Confesaba que al fin y al cabo, por desagrad able que fuese cualquier

incidente en su vida, el deleite que como un rayo de luz superaba a

todos los demás era sentarse a jugar al vint con buenos jugadores que no fueran chillones, y en partida de cuatro, por supuesto (porque en la de cinco era molesto quedar fuera, aunque fingiendo que a uno no le

importaba), y enzarzarse en una partida seria e inteligente (si las

cartas lo permitían); y luego cenar y beberse un vaso de Vino. Después

de la partida, Ivan Ilich, sobre todo si había ganado un poco (porque

ganar mucho era desagradable), se iba a la cama con muy buena

disposición de ánimo.

Así vivían. Se habían rodeado de un grupo social de alto nivel al que

asistían personajes importantes y gente joven. En lo tocante a la

opinión que tenían de esas amistades, marido, mujer e hija estaban de

perfecto acuerdo y, sin disentir en lo más mínimo, se quitaban de encima a aquellos amigos y parientes de medio pelo que, con un sinfín de

carantoñas, se metían volando en la sala de los platos japoneses en las

paredes. Pronto esos amigos insignificantes cesaron de importunarles;

sólo la gente más distinguida permaneció en el círculo de los Golovin.

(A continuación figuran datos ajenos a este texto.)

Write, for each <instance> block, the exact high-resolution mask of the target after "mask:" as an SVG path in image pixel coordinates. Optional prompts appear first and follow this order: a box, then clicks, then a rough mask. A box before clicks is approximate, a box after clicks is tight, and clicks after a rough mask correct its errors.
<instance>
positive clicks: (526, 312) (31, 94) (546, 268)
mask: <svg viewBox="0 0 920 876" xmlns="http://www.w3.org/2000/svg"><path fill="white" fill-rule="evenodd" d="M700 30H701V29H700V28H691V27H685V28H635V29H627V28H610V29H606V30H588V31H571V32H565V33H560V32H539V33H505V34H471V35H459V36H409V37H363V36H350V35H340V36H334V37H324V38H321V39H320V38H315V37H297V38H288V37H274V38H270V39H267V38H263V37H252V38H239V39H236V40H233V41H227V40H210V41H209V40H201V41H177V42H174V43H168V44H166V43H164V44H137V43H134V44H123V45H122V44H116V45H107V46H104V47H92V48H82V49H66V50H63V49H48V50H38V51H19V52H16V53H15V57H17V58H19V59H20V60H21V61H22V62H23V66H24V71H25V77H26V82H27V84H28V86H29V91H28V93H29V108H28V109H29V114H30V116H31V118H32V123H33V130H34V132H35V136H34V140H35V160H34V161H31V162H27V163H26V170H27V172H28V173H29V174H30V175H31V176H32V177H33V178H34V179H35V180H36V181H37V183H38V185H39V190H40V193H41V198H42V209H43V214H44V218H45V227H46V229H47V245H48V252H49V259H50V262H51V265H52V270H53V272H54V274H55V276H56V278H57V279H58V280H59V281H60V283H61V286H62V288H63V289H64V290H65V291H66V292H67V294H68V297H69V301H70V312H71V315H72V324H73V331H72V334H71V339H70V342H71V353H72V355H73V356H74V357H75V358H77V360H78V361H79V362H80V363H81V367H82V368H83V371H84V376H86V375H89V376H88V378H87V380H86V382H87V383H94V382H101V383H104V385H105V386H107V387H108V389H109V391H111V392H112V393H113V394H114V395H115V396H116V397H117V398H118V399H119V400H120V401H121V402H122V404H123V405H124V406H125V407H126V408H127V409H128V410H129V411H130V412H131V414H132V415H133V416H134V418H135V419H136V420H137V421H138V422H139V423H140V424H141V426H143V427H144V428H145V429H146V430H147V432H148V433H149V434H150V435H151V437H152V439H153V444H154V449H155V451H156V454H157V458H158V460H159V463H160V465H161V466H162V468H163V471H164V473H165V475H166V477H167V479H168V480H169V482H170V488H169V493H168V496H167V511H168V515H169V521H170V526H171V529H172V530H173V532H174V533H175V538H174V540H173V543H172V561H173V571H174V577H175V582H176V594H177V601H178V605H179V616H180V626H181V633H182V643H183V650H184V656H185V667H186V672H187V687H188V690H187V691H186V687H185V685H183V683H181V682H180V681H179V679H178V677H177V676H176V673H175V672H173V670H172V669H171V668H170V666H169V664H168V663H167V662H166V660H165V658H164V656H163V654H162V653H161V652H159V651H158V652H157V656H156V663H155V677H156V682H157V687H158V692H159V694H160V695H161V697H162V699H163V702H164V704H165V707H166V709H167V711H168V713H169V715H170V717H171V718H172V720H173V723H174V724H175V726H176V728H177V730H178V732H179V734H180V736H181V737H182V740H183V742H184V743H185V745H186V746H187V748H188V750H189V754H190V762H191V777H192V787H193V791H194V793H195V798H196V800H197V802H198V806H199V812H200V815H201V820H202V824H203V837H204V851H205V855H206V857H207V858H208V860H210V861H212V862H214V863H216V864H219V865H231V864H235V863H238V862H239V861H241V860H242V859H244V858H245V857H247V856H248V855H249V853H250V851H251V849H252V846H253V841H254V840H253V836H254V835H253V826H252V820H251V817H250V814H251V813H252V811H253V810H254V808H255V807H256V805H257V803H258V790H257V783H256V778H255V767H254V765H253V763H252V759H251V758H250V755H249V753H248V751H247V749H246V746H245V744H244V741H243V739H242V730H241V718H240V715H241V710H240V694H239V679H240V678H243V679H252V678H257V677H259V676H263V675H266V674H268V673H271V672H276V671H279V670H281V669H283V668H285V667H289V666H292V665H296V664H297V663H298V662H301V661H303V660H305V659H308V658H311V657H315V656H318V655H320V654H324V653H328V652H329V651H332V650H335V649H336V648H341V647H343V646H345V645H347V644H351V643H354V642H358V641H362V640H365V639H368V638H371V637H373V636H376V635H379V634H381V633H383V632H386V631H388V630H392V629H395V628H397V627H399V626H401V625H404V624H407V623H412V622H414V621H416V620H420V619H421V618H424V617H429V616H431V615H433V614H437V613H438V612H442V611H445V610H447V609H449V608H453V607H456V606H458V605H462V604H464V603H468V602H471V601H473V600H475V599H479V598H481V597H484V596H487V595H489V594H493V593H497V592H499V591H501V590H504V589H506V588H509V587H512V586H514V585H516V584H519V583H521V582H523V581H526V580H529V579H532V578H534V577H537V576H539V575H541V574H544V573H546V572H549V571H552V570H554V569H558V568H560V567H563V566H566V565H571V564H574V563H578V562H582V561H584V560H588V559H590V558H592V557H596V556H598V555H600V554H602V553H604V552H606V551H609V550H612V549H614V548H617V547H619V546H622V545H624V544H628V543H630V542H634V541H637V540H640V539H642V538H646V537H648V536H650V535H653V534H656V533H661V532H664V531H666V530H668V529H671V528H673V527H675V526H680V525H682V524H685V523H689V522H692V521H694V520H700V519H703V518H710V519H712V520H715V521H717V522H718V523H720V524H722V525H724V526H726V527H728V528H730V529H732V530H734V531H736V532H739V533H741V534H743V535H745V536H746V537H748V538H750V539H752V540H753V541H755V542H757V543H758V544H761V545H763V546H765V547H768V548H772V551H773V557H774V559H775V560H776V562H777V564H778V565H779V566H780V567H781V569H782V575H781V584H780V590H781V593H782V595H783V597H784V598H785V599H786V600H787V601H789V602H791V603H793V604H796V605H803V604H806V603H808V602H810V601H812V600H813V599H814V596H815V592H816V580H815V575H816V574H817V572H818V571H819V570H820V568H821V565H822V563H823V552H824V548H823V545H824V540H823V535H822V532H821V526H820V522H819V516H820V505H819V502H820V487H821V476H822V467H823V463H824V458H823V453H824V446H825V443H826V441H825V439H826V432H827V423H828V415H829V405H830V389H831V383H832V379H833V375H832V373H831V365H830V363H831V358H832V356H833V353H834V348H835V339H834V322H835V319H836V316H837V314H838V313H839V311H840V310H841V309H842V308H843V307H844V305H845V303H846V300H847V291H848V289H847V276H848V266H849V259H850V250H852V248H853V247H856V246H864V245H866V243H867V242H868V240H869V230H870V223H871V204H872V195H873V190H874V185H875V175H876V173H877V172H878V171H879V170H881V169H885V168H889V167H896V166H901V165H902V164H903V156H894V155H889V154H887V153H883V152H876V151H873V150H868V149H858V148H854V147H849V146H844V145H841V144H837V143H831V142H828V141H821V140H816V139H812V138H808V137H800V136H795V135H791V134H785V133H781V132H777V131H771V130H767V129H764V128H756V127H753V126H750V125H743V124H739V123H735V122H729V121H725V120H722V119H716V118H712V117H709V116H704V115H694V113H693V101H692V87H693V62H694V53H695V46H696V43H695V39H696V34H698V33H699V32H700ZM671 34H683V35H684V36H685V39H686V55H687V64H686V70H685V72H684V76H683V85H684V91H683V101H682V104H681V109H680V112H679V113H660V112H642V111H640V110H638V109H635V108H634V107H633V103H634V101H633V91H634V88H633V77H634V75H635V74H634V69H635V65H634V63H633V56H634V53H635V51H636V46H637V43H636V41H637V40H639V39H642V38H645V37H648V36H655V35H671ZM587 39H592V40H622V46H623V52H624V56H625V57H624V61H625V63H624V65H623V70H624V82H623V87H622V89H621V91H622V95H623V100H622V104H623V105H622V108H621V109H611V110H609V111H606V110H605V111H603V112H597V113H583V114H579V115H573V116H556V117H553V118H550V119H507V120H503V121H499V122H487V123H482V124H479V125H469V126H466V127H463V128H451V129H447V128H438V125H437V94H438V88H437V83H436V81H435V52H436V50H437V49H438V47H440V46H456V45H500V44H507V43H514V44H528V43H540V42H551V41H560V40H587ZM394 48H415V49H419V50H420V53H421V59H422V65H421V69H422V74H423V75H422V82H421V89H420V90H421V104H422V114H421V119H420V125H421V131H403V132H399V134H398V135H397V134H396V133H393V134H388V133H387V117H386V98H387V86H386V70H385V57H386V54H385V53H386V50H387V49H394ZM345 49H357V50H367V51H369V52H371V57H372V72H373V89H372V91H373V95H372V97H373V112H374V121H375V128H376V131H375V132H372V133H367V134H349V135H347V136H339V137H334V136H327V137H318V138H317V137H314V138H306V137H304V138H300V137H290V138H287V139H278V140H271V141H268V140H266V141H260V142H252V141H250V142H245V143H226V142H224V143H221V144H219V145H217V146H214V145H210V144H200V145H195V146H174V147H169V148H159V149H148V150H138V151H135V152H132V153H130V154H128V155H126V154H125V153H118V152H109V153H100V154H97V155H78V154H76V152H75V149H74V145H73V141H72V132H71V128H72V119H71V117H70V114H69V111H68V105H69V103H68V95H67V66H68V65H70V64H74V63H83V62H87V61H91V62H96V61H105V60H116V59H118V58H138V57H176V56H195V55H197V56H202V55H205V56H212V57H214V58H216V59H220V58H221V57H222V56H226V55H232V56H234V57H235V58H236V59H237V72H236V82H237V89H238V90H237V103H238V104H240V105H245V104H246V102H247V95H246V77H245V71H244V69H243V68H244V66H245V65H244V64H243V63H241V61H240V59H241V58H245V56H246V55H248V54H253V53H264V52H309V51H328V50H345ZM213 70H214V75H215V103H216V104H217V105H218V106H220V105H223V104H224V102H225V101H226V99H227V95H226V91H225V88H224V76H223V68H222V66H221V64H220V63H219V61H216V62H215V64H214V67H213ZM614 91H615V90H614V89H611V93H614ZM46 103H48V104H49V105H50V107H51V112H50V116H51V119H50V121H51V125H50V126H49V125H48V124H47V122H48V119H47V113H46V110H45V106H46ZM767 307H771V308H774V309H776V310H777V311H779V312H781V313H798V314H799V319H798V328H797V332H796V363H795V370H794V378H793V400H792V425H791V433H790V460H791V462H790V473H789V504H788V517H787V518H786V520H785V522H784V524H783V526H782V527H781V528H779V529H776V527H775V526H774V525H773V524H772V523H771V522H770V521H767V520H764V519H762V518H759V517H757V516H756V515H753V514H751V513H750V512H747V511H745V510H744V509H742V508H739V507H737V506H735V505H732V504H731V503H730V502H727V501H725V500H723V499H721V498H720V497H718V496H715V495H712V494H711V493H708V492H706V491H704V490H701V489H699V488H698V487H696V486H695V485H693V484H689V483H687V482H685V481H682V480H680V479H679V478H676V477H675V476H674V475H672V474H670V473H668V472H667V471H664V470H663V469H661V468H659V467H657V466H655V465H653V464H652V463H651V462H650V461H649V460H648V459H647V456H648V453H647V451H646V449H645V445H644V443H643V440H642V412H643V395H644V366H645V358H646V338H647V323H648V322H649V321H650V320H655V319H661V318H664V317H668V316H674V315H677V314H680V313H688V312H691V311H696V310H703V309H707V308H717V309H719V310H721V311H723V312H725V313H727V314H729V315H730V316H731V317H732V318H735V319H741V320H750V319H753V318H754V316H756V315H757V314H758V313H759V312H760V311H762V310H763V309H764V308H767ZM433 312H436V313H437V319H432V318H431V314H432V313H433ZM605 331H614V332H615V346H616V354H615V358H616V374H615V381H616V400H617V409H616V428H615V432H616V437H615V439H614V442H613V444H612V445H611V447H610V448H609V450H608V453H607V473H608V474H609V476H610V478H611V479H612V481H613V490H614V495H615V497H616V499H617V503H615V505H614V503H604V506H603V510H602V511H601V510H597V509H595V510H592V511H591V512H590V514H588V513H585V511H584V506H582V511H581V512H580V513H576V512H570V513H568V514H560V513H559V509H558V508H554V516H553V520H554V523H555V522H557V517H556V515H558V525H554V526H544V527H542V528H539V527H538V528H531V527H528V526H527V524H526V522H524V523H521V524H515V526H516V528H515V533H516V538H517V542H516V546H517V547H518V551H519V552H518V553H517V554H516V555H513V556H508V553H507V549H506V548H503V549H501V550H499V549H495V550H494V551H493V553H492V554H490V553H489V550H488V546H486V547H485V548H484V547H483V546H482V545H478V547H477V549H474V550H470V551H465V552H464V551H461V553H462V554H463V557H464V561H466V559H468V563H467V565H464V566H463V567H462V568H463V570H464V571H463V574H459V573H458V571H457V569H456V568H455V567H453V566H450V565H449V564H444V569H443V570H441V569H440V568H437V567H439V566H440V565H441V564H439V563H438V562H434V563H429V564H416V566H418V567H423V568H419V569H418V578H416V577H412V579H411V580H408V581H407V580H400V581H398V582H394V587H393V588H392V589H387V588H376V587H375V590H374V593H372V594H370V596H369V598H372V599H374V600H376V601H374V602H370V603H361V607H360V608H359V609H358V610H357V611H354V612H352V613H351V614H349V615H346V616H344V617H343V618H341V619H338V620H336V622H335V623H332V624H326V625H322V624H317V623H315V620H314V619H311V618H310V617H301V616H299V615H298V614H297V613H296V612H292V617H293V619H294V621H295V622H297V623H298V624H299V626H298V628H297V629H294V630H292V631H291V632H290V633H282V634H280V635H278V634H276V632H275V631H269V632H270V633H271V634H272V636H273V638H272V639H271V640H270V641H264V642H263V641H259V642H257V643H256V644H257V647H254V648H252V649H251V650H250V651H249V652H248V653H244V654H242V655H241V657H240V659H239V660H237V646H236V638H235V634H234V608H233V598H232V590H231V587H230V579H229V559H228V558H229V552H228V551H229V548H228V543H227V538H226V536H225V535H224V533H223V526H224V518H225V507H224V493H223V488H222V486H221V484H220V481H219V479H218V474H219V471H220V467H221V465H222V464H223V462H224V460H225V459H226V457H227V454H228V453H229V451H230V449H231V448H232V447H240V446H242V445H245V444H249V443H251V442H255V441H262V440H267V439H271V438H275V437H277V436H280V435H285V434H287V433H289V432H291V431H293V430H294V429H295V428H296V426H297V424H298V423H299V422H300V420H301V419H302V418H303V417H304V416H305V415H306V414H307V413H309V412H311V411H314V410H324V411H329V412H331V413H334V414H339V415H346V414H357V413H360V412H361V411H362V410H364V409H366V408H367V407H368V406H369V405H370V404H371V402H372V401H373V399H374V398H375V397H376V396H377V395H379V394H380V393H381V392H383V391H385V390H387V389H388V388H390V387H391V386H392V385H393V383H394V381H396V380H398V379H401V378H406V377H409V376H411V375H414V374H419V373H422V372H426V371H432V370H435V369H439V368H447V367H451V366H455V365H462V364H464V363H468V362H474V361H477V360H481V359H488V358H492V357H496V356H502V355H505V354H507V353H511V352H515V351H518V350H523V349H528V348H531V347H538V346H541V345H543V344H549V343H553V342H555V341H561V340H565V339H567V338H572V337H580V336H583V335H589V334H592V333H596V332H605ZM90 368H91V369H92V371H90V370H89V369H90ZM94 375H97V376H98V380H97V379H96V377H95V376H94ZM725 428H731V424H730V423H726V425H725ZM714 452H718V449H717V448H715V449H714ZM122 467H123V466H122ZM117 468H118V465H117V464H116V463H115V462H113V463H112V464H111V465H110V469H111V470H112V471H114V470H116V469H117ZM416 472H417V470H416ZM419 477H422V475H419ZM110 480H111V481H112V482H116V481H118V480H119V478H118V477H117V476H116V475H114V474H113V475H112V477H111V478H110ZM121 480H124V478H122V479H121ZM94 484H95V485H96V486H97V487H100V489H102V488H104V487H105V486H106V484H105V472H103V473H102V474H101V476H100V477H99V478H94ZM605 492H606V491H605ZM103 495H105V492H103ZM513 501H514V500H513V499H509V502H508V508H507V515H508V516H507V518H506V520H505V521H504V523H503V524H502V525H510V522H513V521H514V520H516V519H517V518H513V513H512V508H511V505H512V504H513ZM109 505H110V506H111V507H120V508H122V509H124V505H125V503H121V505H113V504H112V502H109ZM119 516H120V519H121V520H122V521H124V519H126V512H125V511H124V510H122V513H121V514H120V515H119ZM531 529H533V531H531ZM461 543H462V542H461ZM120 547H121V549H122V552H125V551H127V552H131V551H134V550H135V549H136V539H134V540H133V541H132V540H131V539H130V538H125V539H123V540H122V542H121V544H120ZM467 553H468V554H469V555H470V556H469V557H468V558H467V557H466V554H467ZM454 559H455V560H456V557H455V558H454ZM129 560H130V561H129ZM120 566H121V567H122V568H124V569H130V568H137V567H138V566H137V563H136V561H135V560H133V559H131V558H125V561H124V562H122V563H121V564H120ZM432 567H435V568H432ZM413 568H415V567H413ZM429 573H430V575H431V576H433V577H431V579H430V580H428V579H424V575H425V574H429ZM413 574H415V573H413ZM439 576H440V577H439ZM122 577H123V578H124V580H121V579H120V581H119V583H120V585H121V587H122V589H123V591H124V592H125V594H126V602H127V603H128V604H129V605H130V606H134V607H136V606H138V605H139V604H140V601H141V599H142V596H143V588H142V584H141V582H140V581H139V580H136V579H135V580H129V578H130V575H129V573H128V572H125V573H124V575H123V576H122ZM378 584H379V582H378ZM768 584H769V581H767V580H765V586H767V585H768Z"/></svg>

Los jóvenes hacían la rueda a Liza, y el fiscal Petrischev, hijo de

Dmitri Ivanovich Petrischev y heredero único de la fortuna de éste,

empezó a cortejarla, al punto que Ivan Ilich había hablado ya de ello

con Praskovya Fyodorovna para decidir si convendría organizarles una'

excursión o una función teatral de aficionados.

Así vivían, pues. Y todo iba como una seda, agradablemente y sin cambios.